Moriría esa noche. Y él lo sabía.
Aquella mansa quietud no duraría mucho. Las guerras, como los mentirosos, jamás sacaban provecho del silencio. Los combates empezarían de nuevo; sin remisión. Y serían los últimos.
No vería el nuevo amanecer.
Era una noche plácida, la primera desde el comienzo del asedio que concedía un respiro a los samurai del castillo. La luna, casi en plenitud, se mostraba con timidez sobre las tejas oscuras, y su reflejo, acompañado por las llamas vacilantes de los faroles, apenas llenaba las sombras. El agua del arroyo, modelado durante años por los artesanos, susurraba con el tono justo. El cálido aroma de los juncos maduros se escapaba de los jardines dispuestos entre los almacenes, las armerías y los barracones de la guarnición. Las ramas de los cedros trenzaban huecos de claroscuros; mecidos por una suave brisa que rompía el encanto de aquella serenidad al revolver, sin recato, los hedores de las cruentas batallas que se habían sucedido durante diez largos días.
El verano terminaba y el calor del día, apresado por las enormes piedras trabadas en los cimientos, se liberaba poco a poco. Ni siquiera las cigarras y los grillos, espantados por las atroces contiendas, se atrevían a romper la hipócrita calma de la tregua.
Envuelto en aquel presentimiento del otoño, recogido entre los aleros de las murallas, Saigō caminaba adentrándose en el corazón del alcázar. Se movía con ligereza. Con un andar suelto, impropio para un hombre que arrastraba sus años y cicatrices.
Los duros geta de madera que calzaba apenas hacían ruido cuando apoyaba las suelas, pero cada paso se acompañaba de un desagradable tintineo; el complicado entramado de cordajes de seda que sujetaba la miríada de escamas de su armadura había recibido algún corte. Probablemente en el último ataque, al ocaso, durante las escaramuzas a caballo que habían librado instantes antes del incendio de la torre del este. Cuando, una vez más en aquel interminable asedio, Torii Mototada, el daimyō del castillo de Fushimi, había dado la orden sin temer la aplastante superioridad del enemigo. Y, una vez más, había resultado evidente que los dos centenares escasos de supervivientes poco podían hacer contra los casi cuarenta mil aceros del ejército comandado por el magistrado Ishida Mitsunari.
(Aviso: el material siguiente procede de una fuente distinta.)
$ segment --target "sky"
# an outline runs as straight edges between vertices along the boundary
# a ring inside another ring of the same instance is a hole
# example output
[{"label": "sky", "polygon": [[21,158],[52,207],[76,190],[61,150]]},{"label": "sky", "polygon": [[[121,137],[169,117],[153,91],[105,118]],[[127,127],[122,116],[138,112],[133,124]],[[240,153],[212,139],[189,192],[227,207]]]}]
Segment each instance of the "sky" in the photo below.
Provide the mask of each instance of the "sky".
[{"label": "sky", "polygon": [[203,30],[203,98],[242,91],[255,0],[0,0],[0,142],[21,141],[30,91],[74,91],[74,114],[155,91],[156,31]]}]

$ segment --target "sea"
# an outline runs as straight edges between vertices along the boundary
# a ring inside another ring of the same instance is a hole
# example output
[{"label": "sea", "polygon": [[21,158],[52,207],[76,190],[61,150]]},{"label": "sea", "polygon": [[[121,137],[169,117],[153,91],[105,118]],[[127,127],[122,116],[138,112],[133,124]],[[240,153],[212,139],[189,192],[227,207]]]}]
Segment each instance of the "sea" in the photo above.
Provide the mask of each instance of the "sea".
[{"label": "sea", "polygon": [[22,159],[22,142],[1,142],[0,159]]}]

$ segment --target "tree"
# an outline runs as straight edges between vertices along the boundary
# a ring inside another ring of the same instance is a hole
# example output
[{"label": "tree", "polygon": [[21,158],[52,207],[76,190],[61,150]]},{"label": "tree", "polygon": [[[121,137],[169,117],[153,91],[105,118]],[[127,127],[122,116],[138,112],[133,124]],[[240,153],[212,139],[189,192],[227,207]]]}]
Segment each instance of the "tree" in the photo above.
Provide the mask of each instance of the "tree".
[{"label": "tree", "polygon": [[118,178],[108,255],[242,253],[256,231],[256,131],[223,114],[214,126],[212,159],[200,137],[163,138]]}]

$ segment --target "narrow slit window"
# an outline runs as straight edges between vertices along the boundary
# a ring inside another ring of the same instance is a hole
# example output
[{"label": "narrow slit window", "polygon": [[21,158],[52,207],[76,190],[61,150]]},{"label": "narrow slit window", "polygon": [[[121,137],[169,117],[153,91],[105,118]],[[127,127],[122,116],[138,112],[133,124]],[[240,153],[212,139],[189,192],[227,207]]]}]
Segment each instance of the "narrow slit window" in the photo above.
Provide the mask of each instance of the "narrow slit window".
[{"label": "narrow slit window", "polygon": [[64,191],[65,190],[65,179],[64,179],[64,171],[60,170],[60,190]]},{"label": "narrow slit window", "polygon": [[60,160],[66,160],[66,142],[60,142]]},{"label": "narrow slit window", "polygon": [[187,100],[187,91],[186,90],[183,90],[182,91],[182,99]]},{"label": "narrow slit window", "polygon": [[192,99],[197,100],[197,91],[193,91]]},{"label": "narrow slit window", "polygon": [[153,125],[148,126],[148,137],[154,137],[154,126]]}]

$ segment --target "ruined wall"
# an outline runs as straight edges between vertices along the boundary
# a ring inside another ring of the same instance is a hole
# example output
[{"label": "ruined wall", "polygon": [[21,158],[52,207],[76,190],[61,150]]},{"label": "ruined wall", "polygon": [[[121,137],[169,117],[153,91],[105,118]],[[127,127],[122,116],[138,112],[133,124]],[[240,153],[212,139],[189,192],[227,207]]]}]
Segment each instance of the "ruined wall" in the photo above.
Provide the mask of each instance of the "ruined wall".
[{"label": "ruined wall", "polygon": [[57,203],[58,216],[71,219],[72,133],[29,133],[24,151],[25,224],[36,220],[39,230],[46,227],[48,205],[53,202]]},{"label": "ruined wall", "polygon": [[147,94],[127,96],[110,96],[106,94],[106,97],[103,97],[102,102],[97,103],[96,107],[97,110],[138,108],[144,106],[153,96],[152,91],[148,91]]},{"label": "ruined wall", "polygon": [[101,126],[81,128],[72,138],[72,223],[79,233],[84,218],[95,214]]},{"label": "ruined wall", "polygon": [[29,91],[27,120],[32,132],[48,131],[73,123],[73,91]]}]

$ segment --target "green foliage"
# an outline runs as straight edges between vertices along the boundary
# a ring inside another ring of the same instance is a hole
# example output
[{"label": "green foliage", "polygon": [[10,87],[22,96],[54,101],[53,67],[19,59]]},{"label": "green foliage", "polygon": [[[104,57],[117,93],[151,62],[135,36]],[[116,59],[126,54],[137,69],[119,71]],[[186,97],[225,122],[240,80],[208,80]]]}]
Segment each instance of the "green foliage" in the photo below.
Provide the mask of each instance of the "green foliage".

Ahora, preparándose para lo que sería el final, los dos bandos cobraban resuello aprovechando la pausa. Y en tanto el adversario tomaba aliento, en el fortín, muchos componían un postrer poema con el que enfrentar la muerte, otros acometían unas últimas tareas que apestaban a derrota; y el señor de la fortaleza, sin explicaciones, lo había hecho llamar, con urgencia, despreciando el destino de dolor y muerte que se cernía sobre ellos.